The protocol also aligns with a broader industry trend toward disaggregated and composable infrastructure. As AI workloads grow, operators increasingly need the ability to dynamically reconfigure clusters, swap out failed components, and perform maintenance — all without halting production workloads. MRC's ability to transparently reroute traffic makes these operations far more practical.

What This Means for Developers and Cloud Customers

For AI researchers and engineers who rent GPU clusters from cloud providers, MRC's benefits will largely be invisible — and that is exactly the point. Training runs will complete more reliably, with fewer interruptions and less wasted compute time. Costs per training run should decrease as utilization rates improve.

For cloud providers and data center operators, the implications are more direct:

  • Lower operational overhead: Maintenance operations become simpler and less risky
  • Higher GPU utilization rates: Less compute wasted on network-related interruptions
  • Simpler network architecture: Reduced control plane complexity means fewer configuration errors
  • Better SLA compliance: More reliable training runs mean happier customers
  • Vendor flexibility: As an open standard, MRC avoids lock-in to any single chip vendor

For the broader AI ecosystem, MRC represents another step toward making large-scale AI training more accessible. By reducing the hidden 'tax' of network unreliability, the protocol effectively makes every GPU in a cluster more productive.

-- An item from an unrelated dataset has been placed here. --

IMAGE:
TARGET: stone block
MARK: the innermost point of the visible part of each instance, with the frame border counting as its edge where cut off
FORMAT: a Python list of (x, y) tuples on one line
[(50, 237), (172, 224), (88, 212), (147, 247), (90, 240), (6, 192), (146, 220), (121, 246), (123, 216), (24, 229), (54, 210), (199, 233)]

Looking Ahead: From Open Standard to Industry Default

The critical question now is how quickly MRC moves from OpenAI's clusters to the rest of the industry. Several factors suggest adoption could be rapid.

First, the protocol's publication through OCP means any hardware or software vendor can implement it without licensing fees. Second, the backing of all major chip companies ensures that MRC-compatible hardware will be widely available. Third, the clear economic benefits — reduced waste, simpler operations, higher utilization — create strong incentives for adoption.

The next milestones to watch include formal integration into commercial networking products from Broadcom and other switch vendors, adoption by major cloud providers like AWS and Google Cloud, and potential extensions of the protocol to handle inference workloads as well as training.

As AI models continue to grow and training clusters expand toward millions of accelerators, protocols like MRC will shift from 'nice to have' to 'absolutely essential.' The chip industry's unusual show of unity on this standard suggests that all major players understand what is at stake — and none of them want GPU compute waste to be the bottleneck that slows down the AI revolution.